Я назвал Папанина начальником нашей экспедиции. Это для краткости. Вообще-то, как начальник Главсевморпути он руководил всеми арктическими операциями 1939 года — активно, не из московского кабинета на улице Разина, а в морях, «в поле», как говорят геологи. И плавание флагмана, где располагался папанинский штаб, было не просто автономным проходом из Атлантики в Тихий океан и обратно ради рекорда, а работой широкого размаха, связанной с проводкой многих караванов. Первый, если можно назвать караваном два судна, мы взяли за Югорским Шаром в легком еще льду, но вели с чрезмерной осторожностью, с перестраховкой, которая объяснялась… страховкой. Это были «англичане», шедшие за лесом в Игарку, и осторожность диктовалась, как вспоминает М. М. Сомов «недоверием к иностранным пароходам, умудрявшимся получать серьезные повреждения даже в самых слабых и разреженных льдах». И далее: «Подобная беспечность вызвана, очевидно, желанием сорвать страховые премии за счет советского государства». Но не с Белоусовым можно было на это рассчитывать, добавлю я. Он отнимал у ведомых и ничтожную долю «надежды» напороться на опасную льдину, разве только совершить цирковой кульбит со специальным намерением, которое будет тут же зафиксировано и разоблачено.
Жалею, что не вел дневника в арктических походах. И теперь вот вынужден для подталкивания памяти обращаться к чужим свидетельствам, к рейсовым донесениям, к запискам Сомова, опубликованным после его смерти вдовой, писательницей Е. П. Серебровской, Леночкой Серебровской, тоже бывшей «искровкой», деткором «Ленинских искр». А дневников я не вел из принципиальных соображений: решил покончить с журналистикой. На торговых судах, на «Лене», на «Ижоре» я был «подпольщик», никто не знал моей профессиональной тайны. Камбузник, палубный матрос — и все тут! На ледокол же, на его ходовые испытания в Финском заливе, явился официальным корреспондентом, спецкором. Хотел и в дальний рейс пойти в этом качестве. Но число спецкоров на поход резко ограничили, брали только из центральных газет, даже «Ленинградской правде» не удалось пробиться, не говоря уж о какой-то пионерской газетенке. И пришлось мне снова внедряться, всовываться в экипаж, действуя по кольцовскому методу, по рубрике — «репортер меняет на время профессию». Ничего не раскрывая в редакции, идя, по существу, на предательство по отношению к ней, я собрался сменить профессию навсегда. И вот что тому способствовало. Я узнал, что Воронин, просматривая документы набираемого личного состава, хмыкнул, увидев мою фамилию, в усы и произнес что-то неодобрительное, что именно, щадя меня, мне не передали.

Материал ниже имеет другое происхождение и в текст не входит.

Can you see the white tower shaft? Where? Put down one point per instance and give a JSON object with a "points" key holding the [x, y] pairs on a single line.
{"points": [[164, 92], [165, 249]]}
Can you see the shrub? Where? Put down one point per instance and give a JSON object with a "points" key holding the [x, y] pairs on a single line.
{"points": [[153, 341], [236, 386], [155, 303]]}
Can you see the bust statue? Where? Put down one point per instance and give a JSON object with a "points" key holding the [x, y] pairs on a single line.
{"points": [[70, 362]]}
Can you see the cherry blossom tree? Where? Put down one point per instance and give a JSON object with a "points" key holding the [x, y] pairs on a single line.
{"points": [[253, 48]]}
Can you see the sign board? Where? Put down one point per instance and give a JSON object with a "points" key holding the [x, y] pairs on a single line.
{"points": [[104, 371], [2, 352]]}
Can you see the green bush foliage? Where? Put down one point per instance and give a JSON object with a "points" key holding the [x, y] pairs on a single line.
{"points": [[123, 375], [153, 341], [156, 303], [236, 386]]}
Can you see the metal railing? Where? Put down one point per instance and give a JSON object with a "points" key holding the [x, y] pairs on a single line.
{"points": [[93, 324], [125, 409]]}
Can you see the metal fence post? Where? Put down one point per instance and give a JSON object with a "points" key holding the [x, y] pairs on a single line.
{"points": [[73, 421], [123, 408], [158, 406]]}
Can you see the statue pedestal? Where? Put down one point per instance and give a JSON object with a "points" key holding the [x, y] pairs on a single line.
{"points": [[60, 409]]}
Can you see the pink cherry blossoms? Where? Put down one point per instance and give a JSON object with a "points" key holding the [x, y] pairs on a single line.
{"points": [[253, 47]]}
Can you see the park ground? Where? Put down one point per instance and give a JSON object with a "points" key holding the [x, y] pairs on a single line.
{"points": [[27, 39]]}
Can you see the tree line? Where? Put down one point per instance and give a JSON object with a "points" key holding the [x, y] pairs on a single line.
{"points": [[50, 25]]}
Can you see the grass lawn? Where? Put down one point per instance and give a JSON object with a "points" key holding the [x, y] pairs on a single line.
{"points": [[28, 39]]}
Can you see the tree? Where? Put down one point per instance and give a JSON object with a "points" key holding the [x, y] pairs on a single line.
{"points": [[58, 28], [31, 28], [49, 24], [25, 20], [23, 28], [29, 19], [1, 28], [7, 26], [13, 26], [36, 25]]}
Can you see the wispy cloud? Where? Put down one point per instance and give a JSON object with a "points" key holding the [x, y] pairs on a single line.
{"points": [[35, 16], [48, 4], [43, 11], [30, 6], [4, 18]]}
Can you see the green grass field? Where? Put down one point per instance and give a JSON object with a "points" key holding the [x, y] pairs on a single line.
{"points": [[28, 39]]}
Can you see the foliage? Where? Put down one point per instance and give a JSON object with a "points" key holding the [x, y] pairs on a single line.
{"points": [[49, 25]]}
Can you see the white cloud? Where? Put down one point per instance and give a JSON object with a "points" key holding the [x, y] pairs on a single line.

И я внутренне, про себя поклялся «завязать», не прикасаться корреспондентским пером к бумаге, забыть, что я журналист, и никаких записей, дневников не вести. Вернувшись из первого плавания в высокие широты, в течение которого редакция не получила от меня, несмотря на многократные радиозапросы, ни единого сообщения, я объявил Данилову о своем разрыве с журналистикой.
— Ладно, ладно, — сказал Данилов, уже завершавший свое редакторство в Ленинграде, получив во владение «Пионерскую правду» в Москве, и потому благодушно настроенный. — Поглядим, насколько тебя хватит. Газетный микроб живуч.
Микроб оказался действительно неистребим. Газетчик во мне не умер, а замер. Я читал где-то, что палеонтологи находят в костях давно вымерших на земле животных микроорганизмы, которые способны оживать после тысячелетней спячки. Для журналистской бактерии, засевшей внутри меня, тысячелетий не потребовалось. Я честно держался рейс-другой в машинной команде и, думаю, не нарушил бы обета и дальше, если б не Белоусов, который в канун похода за «Седовым» привез из Москвы приказ о моем назначении редактором выходившей на ледоколе многотиражки. Даю слово, что это свалилось на меня неожиданно. Так, видно, и было задумано: не дать мне времени очухаться, воспротестовать: через неделю в море. В первых двух рейсах газету подписывал помполит Лапинский, а делали ее прикомандированные московские журналисты: в первом плавании — Василий Ардаматский, а во втором — Лев Хват, известнейший в ту пору репортер «Правды», ездивший в Америку встречать самолеты Чкалова и Громова, а затем ушедший из «Правды» по каким-то причинам; приютил его, взял под крыло Папанин. Кого-то метили на газету и в третий рейс — седовский. Но Белоусов заявил начальству, что обойдется без варягов, что есть у него в экипаже парнишка… Еще раз клятвенно, под присягой заявляю, что ничего этого не знал, поставлен был перед фактом, перед приказом: редактор с правом подписи.